A: western blotting analysis for p-62 in control and N6L-treated cultures for 24 h and 48 h. A representative blotting is shown; the densitometric analysis is the mean ± SE of 4 different experiments for each culture. **, p < 0.005. B: autophagic flux evaluation by CQ treatment in the presence/absence of N6L by western blotting analysis for LC3II and LC3I. A representative blotting is shown; the densitometric analysis, representing the ratio LC3II/LC3I is the mean ± SE of 4 different experiments for each culture. **p < 0.005; ***, p < 0.0005; ++, p < 0.005, N6L/CQ versus CQ C: LC3 immunolocalization in control and N6L-treated cells.

Figure 7

A: western blotting analysis for nuclear p-53 in control and N6L-treated cultures at 24 h and 48 h. A representative blotting is shown; the densitometric analysis is the mean ± SE of 4 different experiments for each culture. B: western blotting analysis for cytosolic p-53 in control and N6L-treated cultures for 24 h and 48 h. A representative blotting is shown; the densitometric analysis is the mean ± SE of 4 different experiments for each culture. **, p < 0.005. C: p-53 immunolocalization in control and N6L-treated cells.

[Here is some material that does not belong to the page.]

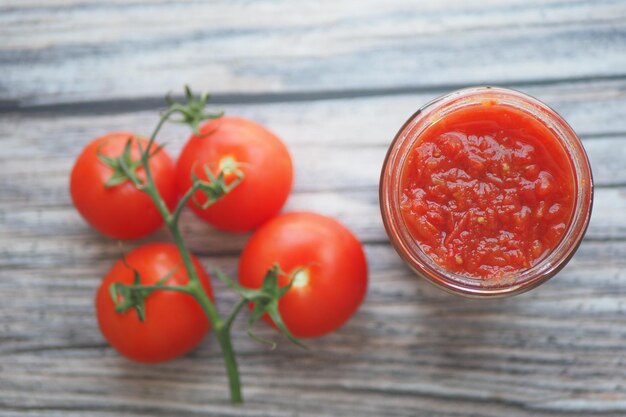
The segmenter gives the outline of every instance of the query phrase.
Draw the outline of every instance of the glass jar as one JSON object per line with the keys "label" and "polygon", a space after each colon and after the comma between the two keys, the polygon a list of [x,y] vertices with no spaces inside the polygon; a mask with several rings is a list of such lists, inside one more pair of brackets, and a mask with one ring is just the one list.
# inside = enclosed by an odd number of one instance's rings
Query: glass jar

Figure 8. in vivo studies performed on BALB/c-nu/nu athymic mice injected intracranially with U87 LUC cells and treated with 10 mg/kg bw of N6L for 5 days/week from day 1 post-cell inoculation for 6 weeks

In Panel A: representative images of the bioluminescence in control and N6L-treated mice is reported; In Panel B: quantification of the bioluminescence signal recorded at the1st, 2nd, 3rd, and 4th week from cell injection. The BP values shown are the results of the ANOVA for each group, while AP values shown are the results of the ANOVA for control group versus treated group. In Panel C: the survival function obtained by Kaplan-Meier survival plot of N6L treated and sham-treated control animals. The mean survival times were 33.3+/–1.5 and 21.6+/–0.6 days, respectively, for the treated and control groups (mean+/–SE, n = 12). There was a statistically significant increase life span in the treated animals (P = 0.0001 Mantel-Cox log rank test).